Iunco, pugliese di Brindisi nato il 10 giugno 1984, è una punta esterna reduce dal miglior campionato della carriera: dodici i gol realizzati che hanno portato il Cittadella ad un passo dalla finale playoff in una stagione che lo ha visto comunque disputare solo partite a causa di una frattura al braccio destro che lo ha tenuto lontano dai campi di gioco da aprile fino alla fine della stagione regolare. Mai prima di quest’anno Iunco aveva superato le sei reti stagionali, segnate con la maglia del Verona nel 2004-’05. E proprio alla sua esperienza in gialloblù si lega l’amicizia con Marco Ferrante, con cui è spesso in contatto e che gli ha consigliato caldamente di accettare il trasferimento al Toro. Il ragazzo peraltro non ha mai nutrito particolari dubbi e si è da subito dimostrato entusiasta della soluzione sebbene potesse vantare anche un’offerta dalla serie A, quella del Cesena del suo ex allenatore (sempre al Verona) Massimo Ficcadenti.

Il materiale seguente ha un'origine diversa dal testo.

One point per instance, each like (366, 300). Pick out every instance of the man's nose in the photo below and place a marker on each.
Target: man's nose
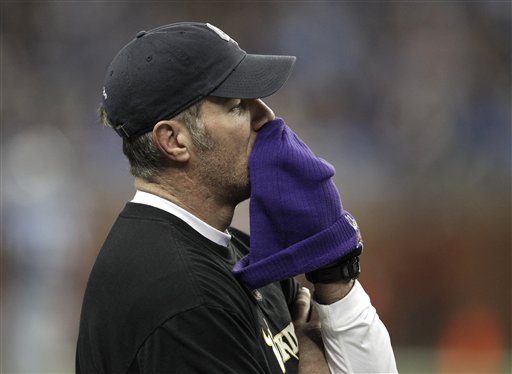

Messosi in luce con la maglia del Brindisi, formazione dell’allora C2, nell’ottobre 2003 quando in una partita di Coppa Italia fece ammattire la difesa del Bologna segnando due reti, Iunco si è trasferito nel gennaio successivo al Verona, dove è rimasto per quattro anni e mezzo prima di passare sull’altra sponda dell’Adige. Con il Chievo ha centrato, seppur da comprimario, la promozione in A nel 2007 ed ha anche esordito nella massima serie (undici presenze complessive) prima di essere girato alla Salernitana e poi, nella scorsa stagione, al Cittadella.

Ha saputo esaltarsi in coppia con Ardemagni che rappresenta il suo ideale completamento tecnico e morfologico: il suo modulo ideale è il 4-3-3 in cui può sprigionare la sua velocità anche se al Cittadella ha saputo adattarsi anche al 4-4-2. Più difficile potrebbe essere l’adattamento al ruolo di esterno che gli chiederà Lerda che nel suo 4-2-3-1 usa solitamente delle ali e non dei veri attaccanti. Essendo piccolo e veloce (175 cm per 73 kg) Iunco è infatti molto bravo negli spazi stretti e nel servire palle ai compagni di reparto: il cross non è il suo pane, come ha osservato lo stesso Lerda che lo ha definito più adatto a giocare al centro, ed isolarlo sulla fascia potrebbe limitarne le capacità. Ma all’ideale sistemazione tattica ci penserà il tecnico.